Have you ever stared at a glass of water and wondered, how old is it? You want to know or you need to know, regardless it is, you’ll need a water cycle diagram to ease you in understanding how water is cycling in earth. A water cycle diagram describes how water evaporates from the surface of the earth, rises into the atmosphere, cools and condenses into rain or snow in clouds, and falls again to the surface as precipitation. The water falling on land collects in rivers and lakes, soil, and porous layers of rock, and much of it flows back into the oceans, where it will once more evaporate. The cycling of water in and out of the atmosphere is a significant aspect of the weather patterns on Earth. Now, why diagram? Take a look at one picture below.
Using the diagram, isn’t it easier to understand the cycle of water? Understanding how the water cycle works using diagram will help explain the different processes in a way that’s easy to follow. Follow the diagram and learn about evaporation, condensation, precipitation and more. These are a handy of updated water cycle diagrams are perfect for kids. It does a great job in explaining how the water cycle works using simple language and colorful illustrations that kids will enjoy.

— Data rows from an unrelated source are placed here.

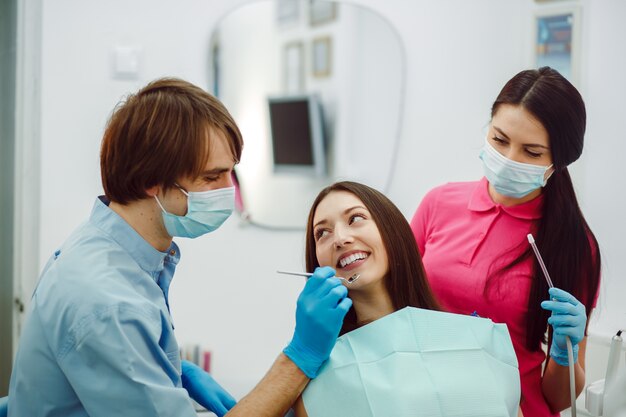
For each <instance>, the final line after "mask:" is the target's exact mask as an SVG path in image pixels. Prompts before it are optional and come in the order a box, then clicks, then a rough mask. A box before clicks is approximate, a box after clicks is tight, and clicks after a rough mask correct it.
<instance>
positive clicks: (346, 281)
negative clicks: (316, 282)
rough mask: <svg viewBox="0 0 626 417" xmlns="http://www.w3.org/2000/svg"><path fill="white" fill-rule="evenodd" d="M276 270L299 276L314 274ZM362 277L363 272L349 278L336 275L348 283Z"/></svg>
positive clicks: (308, 272)
mask: <svg viewBox="0 0 626 417" xmlns="http://www.w3.org/2000/svg"><path fill="white" fill-rule="evenodd" d="M276 272H278V273H279V274H285V275H296V276H299V277H310V276H312V275H313V274H312V273H311V272H289V271H276ZM360 277H361V274H353V275H351V276H350V277H349V278H343V277H335V278H337V279H340V280H342V281H346V283H347V284H352V283H353V282H354V281H356V280H357V279H359V278H360Z"/></svg>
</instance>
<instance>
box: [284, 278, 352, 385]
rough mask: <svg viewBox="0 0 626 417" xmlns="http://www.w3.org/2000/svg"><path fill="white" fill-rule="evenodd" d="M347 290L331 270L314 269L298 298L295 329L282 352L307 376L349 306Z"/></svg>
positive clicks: (330, 344) (312, 368) (332, 341)
mask: <svg viewBox="0 0 626 417" xmlns="http://www.w3.org/2000/svg"><path fill="white" fill-rule="evenodd" d="M347 295H348V289H347V288H346V287H344V286H343V285H342V284H341V281H340V280H339V279H337V278H335V270H334V269H332V268H330V267H328V266H325V267H322V268H316V269H315V272H314V273H313V276H311V277H310V278H309V279H308V280H307V283H306V285H305V286H304V289H303V290H302V292H301V293H300V296H299V297H298V305H297V308H296V330H295V332H294V335H293V338H292V339H291V342H290V343H289V345H288V346H287V347H286V348H285V350H283V353H284V354H285V355H287V356H288V357H289V359H291V360H292V361H293V362H294V363H295V364H296V365H297V366H298V368H300V369H301V370H302V372H304V373H305V374H306V376H308V377H309V378H315V377H316V376H317V372H318V371H319V368H320V367H321V366H322V364H323V363H324V361H326V359H328V357H329V356H330V351H331V350H332V349H333V347H334V346H335V342H336V340H337V336H338V335H339V330H341V325H342V324H343V318H344V317H345V316H346V313H347V312H348V310H349V309H350V307H351V306H352V300H350V299H349V298H348V297H347Z"/></svg>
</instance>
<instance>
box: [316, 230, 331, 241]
mask: <svg viewBox="0 0 626 417" xmlns="http://www.w3.org/2000/svg"><path fill="white" fill-rule="evenodd" d="M327 235H328V229H322V228H319V229H317V230H316V231H315V232H314V233H313V236H314V237H315V241H318V240H320V239H321V238H323V237H325V236H327Z"/></svg>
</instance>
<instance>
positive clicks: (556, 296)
mask: <svg viewBox="0 0 626 417" xmlns="http://www.w3.org/2000/svg"><path fill="white" fill-rule="evenodd" d="M549 293H550V300H548V301H543V302H542V303H541V308H543V309H544V310H548V311H551V312H552V315H551V316H550V318H549V319H548V323H549V324H550V325H551V326H552V329H553V332H552V346H551V347H550V357H552V359H554V361H555V362H556V363H558V364H559V365H562V366H567V365H568V364H569V361H568V359H567V344H566V342H565V337H566V336H569V338H570V340H571V342H572V348H573V350H574V362H576V361H577V360H578V344H579V343H580V341H581V340H583V338H584V337H585V325H586V324H587V312H586V310H585V306H584V305H583V304H582V303H581V302H580V301H578V300H577V299H576V298H575V297H574V296H573V295H571V294H570V293H568V292H566V291H563V290H561V289H558V288H550V290H549Z"/></svg>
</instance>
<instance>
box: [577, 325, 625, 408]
mask: <svg viewBox="0 0 626 417" xmlns="http://www.w3.org/2000/svg"><path fill="white" fill-rule="evenodd" d="M622 342H623V339H622V331H621V330H620V331H618V332H617V334H616V335H615V336H613V338H612V339H611V347H610V350H609V360H608V364H607V368H606V376H605V378H604V379H600V380H598V381H595V382H592V383H591V384H589V385H588V386H587V388H586V389H585V408H586V409H587V411H589V413H590V414H591V415H592V416H607V417H624V416H626V397H625V396H624V391H626V372H621V373H619V375H618V370H617V368H618V366H619V362H620V353H621V351H622Z"/></svg>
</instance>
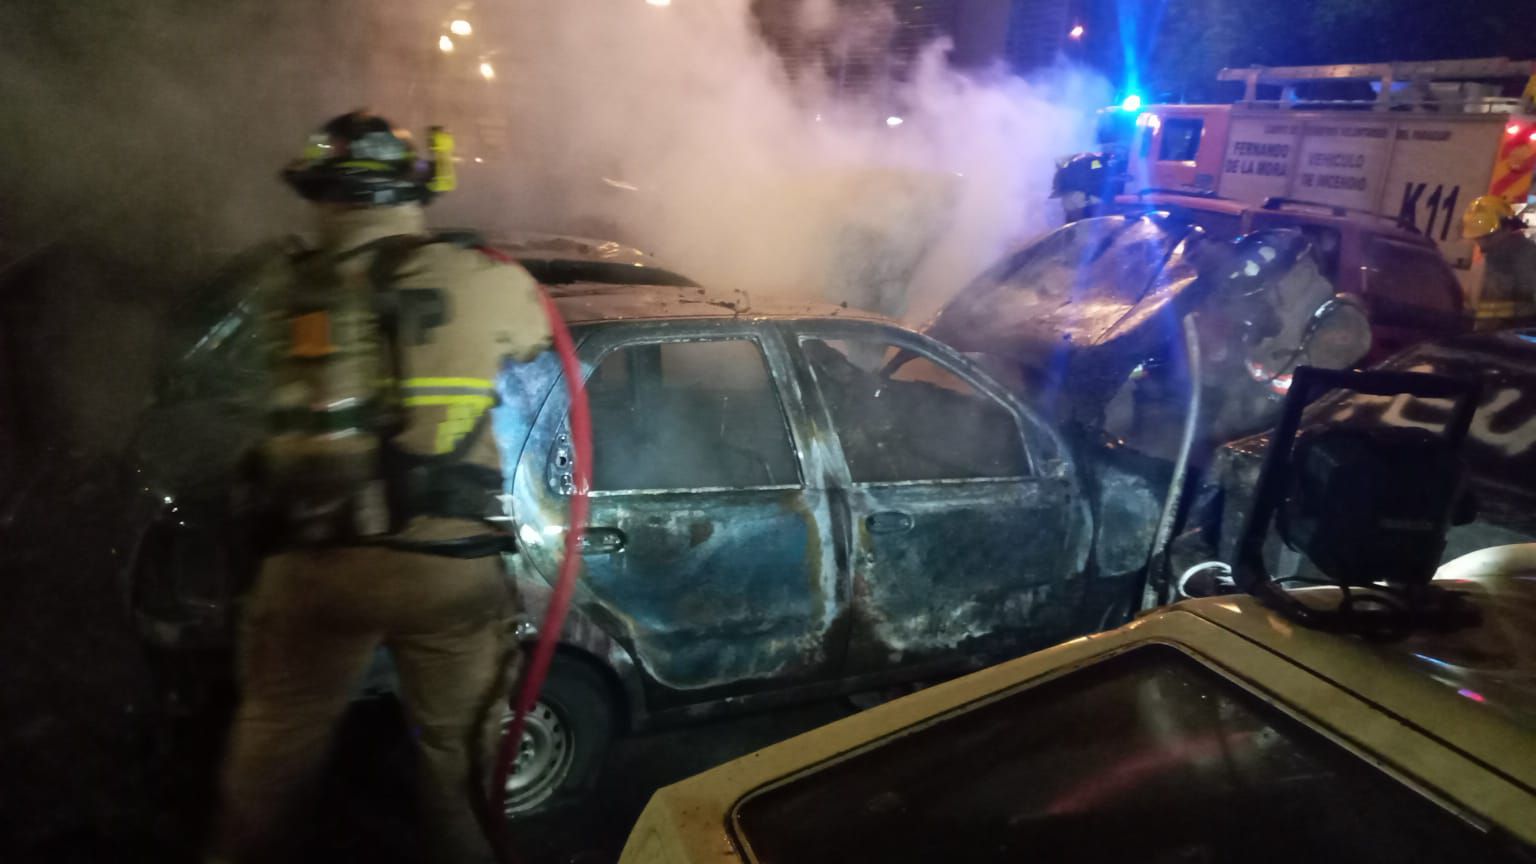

Citing Kidzone, there are several steps in a water cycle. Evaporation is when the sun heats up water in rivers or lakes or the ocean and turns it into vapor or steam. Vaporization is when the water vapor or steam leaves the river, lake or ocean and goes into the air. Meanwhile, condensation happens when water vapor in the air gets cold and changes back into liquid, forming clouds. This is called condensation. What is called as precipitation occurs when so much water has condensed that the air cannot hold it anymore. The clouds get heavy and water falls back to the earth in the form of rain, hail, sleet or snow.
Lastly, collection happens when water falls back to earth as precipitation, it may fall back in the oceans, lakes or rivers or it may end up on land. When it ends up on land, it will either soak into the earth and become part of the “ground water” that plants and animals use to drink or it may run over the soil and collect in the oceans, lakes or rivers where the cycle starts all over again. So, use these diagram for a further explanation completed with the pictures that will make you understand more!